Ever thought about how odd it is that we serve a jealous God. Let me rephrase cause that sounds like a bad thing. We serve a God that is so incredibly loving that He not only gave His only son but he wants our thoughts and actions to be about Him. How much time do you spend daily in fellowship with God? 15 minutes, an hour? Before I get all preachy I will admit that I spend a very little bit of time with God. It has improved from the past, but it is so easy to forget God when going through the everyday motions. There is something for me to resolve to do this year, spend more time thinking on and worshipping the creator of the universe. How about you? How often do you think of every single thing in your body that has to be working perfectly or you have major complications. My oldest sister a year and a half ago nearly lost her husband (26 at the time) to a cardiac arrest because he had a weird heart condition, he survived because by the grace of God my sister happened to wake up and perform CPR until the paramedics arrived. She has drawn so much closer to God in giving thanks that everything in her body is working and that each and every day she and her husband have life. I honestly cant think of the last time I thanked God I was alive and well. Can you? What about instead of fitting God in your schedule which is nearly impossible do to His greatness, fitting your schedule into God's. That may mean that some things you do daily that you dont really need may have to be removed.

Saturday, January 9, 2010

Two for the price of one

Im just going to post two in one because I'm a little behind here.

December 28, 2009
It is insane to think that God uses not just ordinary people but also weak hopeless failures (then again i suppose His options are limited. God's Word commands us to surrender everything to Him. Well what does that actually mean (my order may not be perfect if you expect perfection I will direct you to another blog)? First we have to come to grips with the reality that we are sinners, hopelessly lost without God and need Him. Then God starts to mold us into who we need to be, as we become more filled with the Spirit our desires start to shift. Slowly, but surely we break old, bad habits and new ones start to take root. But some habits are difficult to break, some seem to have a tight grip on us. We are in bondage to them and even through we know full well we can't make it without God and maybe this sin we are in bondage to is wrong we still serve it because it is comfortable and it seems to be safe. Maybe you have broken out of those or maybe your still struggling, we are all at a different place in our walk with God. What I have been struggling with over the past several months and am still struggling with is bitterness and anger which when left alone leads to depression, and from depression I spend less time with God. Depression or feeling down is hardly a sin, but when it takes the place of God it definitely gets to that. The last little bit of surrender needs to be talked about a little. It is the surrender of the will. If you are even the least like me a strong-willed control freak, the thought of surrendering control is difficult terribly frightening. In the past I have found myself bargaining with God, trying to keep some control while surrendering it. Then just when I think I have God under my thumb I fail to keep my side of the bargain and the crazy thing is that God still loves me. Surrendering control will likely be a life long battle for me but hey I've got God on my side.

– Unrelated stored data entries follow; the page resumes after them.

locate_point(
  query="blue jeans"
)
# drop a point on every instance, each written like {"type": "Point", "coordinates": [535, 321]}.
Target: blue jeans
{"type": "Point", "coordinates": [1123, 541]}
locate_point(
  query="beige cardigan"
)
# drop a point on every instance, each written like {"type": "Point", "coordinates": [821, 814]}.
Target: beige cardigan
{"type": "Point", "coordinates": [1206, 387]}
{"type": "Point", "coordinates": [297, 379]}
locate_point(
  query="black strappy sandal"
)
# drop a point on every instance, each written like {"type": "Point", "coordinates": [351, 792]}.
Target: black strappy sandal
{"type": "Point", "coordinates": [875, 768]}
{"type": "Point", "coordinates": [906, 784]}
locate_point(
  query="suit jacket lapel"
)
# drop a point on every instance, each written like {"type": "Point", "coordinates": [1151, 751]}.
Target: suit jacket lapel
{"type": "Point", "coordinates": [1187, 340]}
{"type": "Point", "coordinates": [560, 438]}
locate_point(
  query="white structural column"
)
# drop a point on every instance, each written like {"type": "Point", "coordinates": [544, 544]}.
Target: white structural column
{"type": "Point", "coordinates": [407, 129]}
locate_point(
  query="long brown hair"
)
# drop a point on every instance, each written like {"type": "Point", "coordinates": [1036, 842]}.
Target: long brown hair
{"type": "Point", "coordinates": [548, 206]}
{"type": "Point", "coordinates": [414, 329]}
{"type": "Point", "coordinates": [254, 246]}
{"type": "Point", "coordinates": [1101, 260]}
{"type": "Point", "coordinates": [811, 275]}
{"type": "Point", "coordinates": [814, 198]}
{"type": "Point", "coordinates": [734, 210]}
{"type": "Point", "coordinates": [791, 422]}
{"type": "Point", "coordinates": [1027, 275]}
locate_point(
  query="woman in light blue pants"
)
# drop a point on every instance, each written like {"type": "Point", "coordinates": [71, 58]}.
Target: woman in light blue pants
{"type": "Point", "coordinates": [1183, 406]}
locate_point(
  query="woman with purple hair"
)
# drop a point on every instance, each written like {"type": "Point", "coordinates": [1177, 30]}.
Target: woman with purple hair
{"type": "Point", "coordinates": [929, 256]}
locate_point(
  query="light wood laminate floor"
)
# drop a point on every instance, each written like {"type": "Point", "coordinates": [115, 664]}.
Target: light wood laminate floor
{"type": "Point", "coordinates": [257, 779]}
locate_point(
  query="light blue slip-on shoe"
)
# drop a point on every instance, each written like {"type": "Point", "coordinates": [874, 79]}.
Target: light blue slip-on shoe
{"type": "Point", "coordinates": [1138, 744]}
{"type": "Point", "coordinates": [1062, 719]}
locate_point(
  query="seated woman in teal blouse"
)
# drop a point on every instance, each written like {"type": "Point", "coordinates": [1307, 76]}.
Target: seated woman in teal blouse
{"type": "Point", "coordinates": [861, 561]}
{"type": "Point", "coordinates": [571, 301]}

January 9th, 2010 (that is weird to type)
Satan has been tormenting me for the last several weeks with different thoughts. Most of them lay with what I feel God is calling me to do over the next few months at my youth group and also school. Most of them deal with failing the task even with God or tempting me to crawl deep back down into depression where its safe and comfortable. But being comfortable won't do a single thing for me, or anyone. I know what I am to do so why stop for fears. 2 Timothy 1:7 says, "For God hath not given us the spirit of fear; but of power, and of love, and of a sound mind." We as Christians are running and race and we should expect that Satan will do all in his power to trip us up.